By looking at this information, you can quickly detect which is critical information and which isn’t, thus creating a "Ladder":

Diagram of a ladder pattern

The smallest step is called a UserChunk, the minimal piece of information that identifies a user and it’s used for data duplication. By reducing the size of the duplicated data to only the information you will "show", you reduce the possibility of massive updates.

The middle step is called the user, it’s the full data that will be used on most performance-dependent queries on Cosmos DB, the most accessed and critical. It includes the information represented by a UserChunk.

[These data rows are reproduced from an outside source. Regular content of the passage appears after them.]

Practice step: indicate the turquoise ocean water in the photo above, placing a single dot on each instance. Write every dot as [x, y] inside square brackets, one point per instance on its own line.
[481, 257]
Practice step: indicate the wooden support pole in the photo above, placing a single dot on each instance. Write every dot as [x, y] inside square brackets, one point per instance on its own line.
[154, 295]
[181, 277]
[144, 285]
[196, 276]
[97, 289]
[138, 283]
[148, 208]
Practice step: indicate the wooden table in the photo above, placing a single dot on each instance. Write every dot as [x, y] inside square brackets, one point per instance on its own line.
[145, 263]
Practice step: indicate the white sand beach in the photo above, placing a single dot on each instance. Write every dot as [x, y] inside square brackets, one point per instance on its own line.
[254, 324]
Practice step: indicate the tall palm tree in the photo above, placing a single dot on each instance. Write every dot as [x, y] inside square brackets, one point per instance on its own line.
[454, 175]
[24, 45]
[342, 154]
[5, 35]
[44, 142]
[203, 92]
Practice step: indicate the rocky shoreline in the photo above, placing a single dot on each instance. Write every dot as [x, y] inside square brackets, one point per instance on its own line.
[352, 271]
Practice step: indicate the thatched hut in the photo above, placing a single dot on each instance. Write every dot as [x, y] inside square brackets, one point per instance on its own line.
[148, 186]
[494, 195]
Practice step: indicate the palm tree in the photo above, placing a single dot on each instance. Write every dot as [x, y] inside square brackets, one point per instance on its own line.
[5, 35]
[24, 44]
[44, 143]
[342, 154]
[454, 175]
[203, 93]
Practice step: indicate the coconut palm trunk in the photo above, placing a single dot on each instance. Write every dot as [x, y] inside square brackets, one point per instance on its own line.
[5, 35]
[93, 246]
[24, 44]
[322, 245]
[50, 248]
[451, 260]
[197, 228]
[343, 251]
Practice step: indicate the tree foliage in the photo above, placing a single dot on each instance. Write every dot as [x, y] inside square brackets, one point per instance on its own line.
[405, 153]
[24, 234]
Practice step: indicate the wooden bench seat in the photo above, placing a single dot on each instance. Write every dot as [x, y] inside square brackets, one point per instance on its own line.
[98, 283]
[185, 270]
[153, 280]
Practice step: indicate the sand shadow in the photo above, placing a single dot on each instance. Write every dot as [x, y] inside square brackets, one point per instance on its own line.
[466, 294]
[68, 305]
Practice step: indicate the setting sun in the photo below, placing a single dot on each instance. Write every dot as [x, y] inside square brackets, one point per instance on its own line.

The largest is the Extended User. It includes all the critical user information plus other data that doesn’t really require to be read quickly or it’s usage is eventual (like the login process). This data can be stored outside of Cosmos DB, in Azure SQL Database or Azure Storage Tables.

Why would you split the user and even store this information in different places? Because from a performance point of view, the bigger the documents, the costlier the queries. Keep documents slim, with the right information to do all your performance-dependent queries for your social network, and store the other extra information for eventual scenarios like, full profile edits, logins, even data mining for usage analytics and Big Data initiatives. You really don’t care if the data gathering for data mining is slower because it’s running on Azure SQL Database, you do have concern though that your users have a fast and slim experience. A user, stored on Cosmos DB, would look like this:

{
    "id":"dse4-qwe2-ert4-aad2",
    "name":"John",
    "surname":"Doe",
    "username":"johndoe"
    "email":"john@doe.com",
    "twitterHandle":"\@john"
}

And a Post would look like:

{
    "id":"1234-asd3-54ts-199a",
    "title":"Awesome post!",
    "date":"2016-01-02",
    "createdBy":{
        "id":"dse4-qwe2-ert4-aad2",
        "username":"johndoe"
    }
}

And when an edit arises where one of the attributes of the chunk is affected, it’s easy to find the affected documents by using queries that point to the indexed attributes (SELECT * FROM posts p WHERE p.createdBy.id == "edited_user_id") and then updating the chunks.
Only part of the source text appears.